The kid was out of smokes
, Kealey thought,
but he didn’t need to tell his superior that
.
He was probably green. Really green. That was why he asked about the coffee, too. He just needed to talk.
Kealey knew that if he took one he’d have to take them both, but that wasn’t what concerned him. When the team didn’t check in—probably on the quarter-hour, which they must have just done, hence the break—the infantry would descend on the spot like sharks on an injured porpoise. They would know the U-boat’s departure had been observed. They would radio the sub to wait or divert. The course that the British Admiralty had carefully left them—through battleships and openly mined waters—might not be used.
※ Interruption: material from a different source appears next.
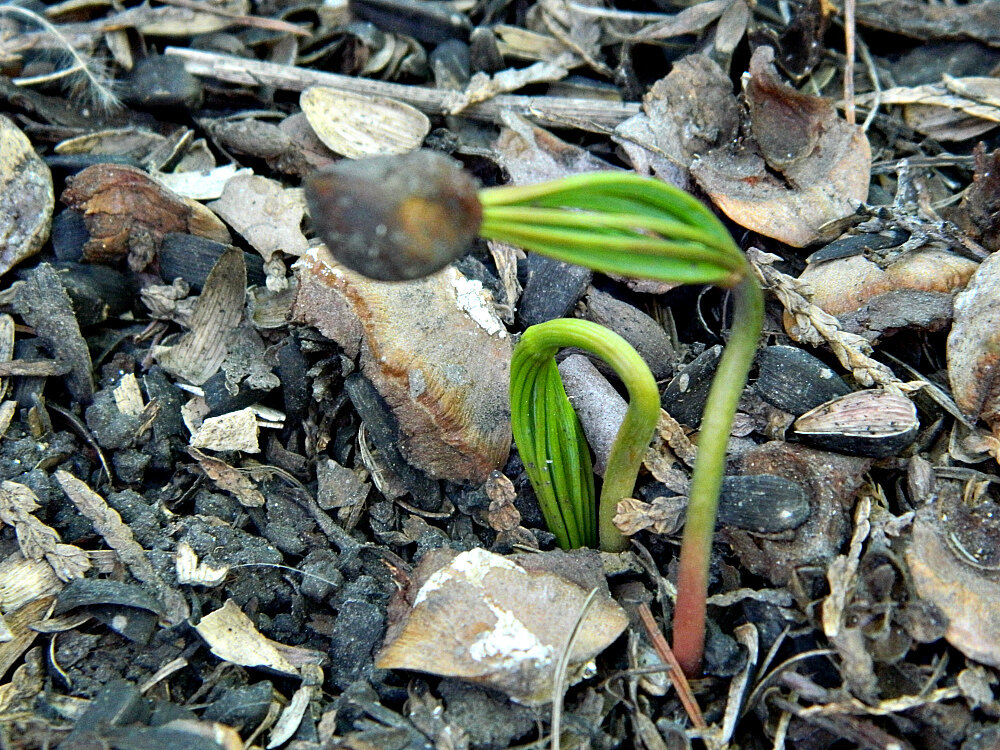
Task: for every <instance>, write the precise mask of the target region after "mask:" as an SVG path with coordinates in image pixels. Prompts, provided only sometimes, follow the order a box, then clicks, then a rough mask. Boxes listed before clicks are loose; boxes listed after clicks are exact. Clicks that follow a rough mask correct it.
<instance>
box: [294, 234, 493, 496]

If he stayed there, the noncom might see him. If he moved, the man might hear him. If he were found with the radio, Kealey would
have
to shoot—which would bring reinforcements.
Don’t take another step
, Kealey thought—
Unteroffizier Lang came around the edge of the building. The glow of the cigarette was like the headlight of a jeep. Kealey acted instantly—but not with the gun. He dropped it, at the same time grabbing the man’s left arm with his right hand. He pulled him around to the back of the bunker and pushed his left forearm against the man’s throat, hard. He could literally feel the contours of the man’s windpipe against his own bone. The cigarette clung absurdly to the German’s lower lip as his mouth went wide and his hands became claws that tore at Kealey’s sleeve. The loudest sound the man made was a croaking one that sounded like a cough. Kealey dug his feet into the ground and put his body into the choke and felt the man’s body go from tense to floppy to inert. The American didn’t release his victim until his tongue rolled forward and knocked the smoke to the ground.
Kealey crushed it, then lowered the man to the base of the structure.
He had about ten minutes before the next check-in. He had to kill the enlisted man but he couldn’t do it with the gun or dagger the corporal was carrying. There must be no wounds when the body was found.
Kealey took off the radio, laid it on the ground, then removed his own leather belt. He took the pack of cigarettes from his shirt pocket and went around to the front of the reinforced structure. He ducked under the open slit of window, then peeked inside through the “letter slot” in the door—the opening by which visitors were identified before being admitted. The enlisted man was sitting at the radio set. There was a small hot plate to his right, as Kealey had surmised. Coffee was percolating in a pot on top.